The Bretton Woods system was a transitional formula to allow a certain degree of financial openness at the global level, bringing greater accessibility and exchange rate certainty to the foreign exchange market, which was dominated by the large international banks.  However, in the early 1970s, the system showed its limitations as the economic expansion of incipient globalisation demanded more dollars than the US gold reserves could support.  

Against this background, the Smithsonian Agreement was put in place, under the umbrella of the OECD, creating a system in which currencies could operate freely floating within a tolerance margin of 2%, both up and down.  In other words, the widespread adoption of fiat money took place, i.e. backed by faith in the stability and strength of the issuing bank's country's economy. 

Being for decades by far the only one with the depth and liquidity of its capital markets, underpinned by the strength of its political institutions and economic weight, the US dollar became the safe haven currency for all intents and purposes, resulting in the enormous US ability to finance itself through the placement of sovereign bonds - or in other words, to borrow in a currency whose issuance and exchange rate it controls: the US finances its astronomical deficit with the US dollar and the US dollar with the US dollar, and the US dollar with the US dollar. The US finances its astronomical deficit thanks to the demand for dollars by other countries, in which third countries deposit part of their foreign investment and central banks their foreign exchange reserves. No other nation has this capacity, which allows the US to use financial sanctions (e.g. seizure of dollar-denominated financial assets) against other states asymmetrically, i.e. without the slightest possibility of the affected country responding reciprocally to the punitive measures inflicted on it. Similarly, the US has at its disposal tools such as the Treasury Department's Foreign Assets Control Act to impose sanctions on individuals and companies that are not under US jurisdiction, which at the very least calls into question questions of legitimacy, sovereignty and legal certainty. 

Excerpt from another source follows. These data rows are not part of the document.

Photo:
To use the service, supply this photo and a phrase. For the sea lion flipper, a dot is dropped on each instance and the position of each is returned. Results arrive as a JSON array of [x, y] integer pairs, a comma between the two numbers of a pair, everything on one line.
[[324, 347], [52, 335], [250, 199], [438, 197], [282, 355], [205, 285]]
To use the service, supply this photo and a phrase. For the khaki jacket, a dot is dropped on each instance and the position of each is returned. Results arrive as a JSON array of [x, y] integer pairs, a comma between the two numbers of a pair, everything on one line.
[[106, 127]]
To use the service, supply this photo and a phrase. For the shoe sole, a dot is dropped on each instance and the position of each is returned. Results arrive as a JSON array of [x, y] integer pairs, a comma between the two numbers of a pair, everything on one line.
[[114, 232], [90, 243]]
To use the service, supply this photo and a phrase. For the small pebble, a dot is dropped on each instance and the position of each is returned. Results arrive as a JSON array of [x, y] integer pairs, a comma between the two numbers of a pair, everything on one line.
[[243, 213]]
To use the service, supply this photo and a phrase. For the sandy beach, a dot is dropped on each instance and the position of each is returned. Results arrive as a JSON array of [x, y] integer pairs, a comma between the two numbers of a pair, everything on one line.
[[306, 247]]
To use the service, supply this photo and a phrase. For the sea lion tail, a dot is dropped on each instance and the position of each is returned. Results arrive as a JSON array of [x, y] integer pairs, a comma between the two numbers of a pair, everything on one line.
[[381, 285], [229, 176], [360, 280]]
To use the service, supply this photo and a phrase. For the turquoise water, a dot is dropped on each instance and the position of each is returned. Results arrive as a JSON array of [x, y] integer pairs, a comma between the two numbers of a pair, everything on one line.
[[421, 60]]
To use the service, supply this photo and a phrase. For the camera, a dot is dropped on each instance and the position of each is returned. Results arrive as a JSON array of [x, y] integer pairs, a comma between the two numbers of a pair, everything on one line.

These sanctions have a reach that goes beyond the mere direct harm caused to the sanctioned party, as their effect extends indirectly as a result of the reluctance of third parties to do business with sanctioned entities and countries for fear of being sanctioned or hindered in their dealings with US financial entities, making the US dollar a powerful instrument of international economic coercion. 

It is not surprising then that the emerging powers of the new order in the making struggle to mitigate the US ability to use its monetary muscle as an instrument of foreign policy.

After all, the dominance of the US dollar as a reserve currency is ultimately more a symptom than a cause, because if third country central banks held fewer US dollar assets, differences in the US dollar exchange rate or interest rates would be marginal. Yet the share of national reserves in US dollars and their preponderance in foreign exchange trade has shown little sign of eroding, despite the emergence of the euro and the substantial growth of China in this century, even despite the exorbitant US current account and fiscal deficits mentioned above, so that the coercive power of the US currency remains intact. 

Although attempts by the other economic powers to rid themselves of this sword of Damocles have produced modest results to date (e.g., the creation by France, Germany and the United States of a new US dollar), the US currency is still intact. the creation by France, Germany and the UK of INSTEX, an alternative to SWIFT, the American electronic banking transaction system; the launch by China of the Shanghai hydrocarbon futures market, the redenomination in euros of the intergovernmental contracts of EU partners, or the above-mentioned dollar-free trading agreement between Russia and India), the realities of the new global polycentric scenario make it inevitable that the relative weight of each of the emerging blocs will achieve strategic autonomy in the financial arena, so that a sustained increase in multilateral efforts to erode the hegemony of the US dollar, and with it, the monopoly of unarmed coercion, is to be expected.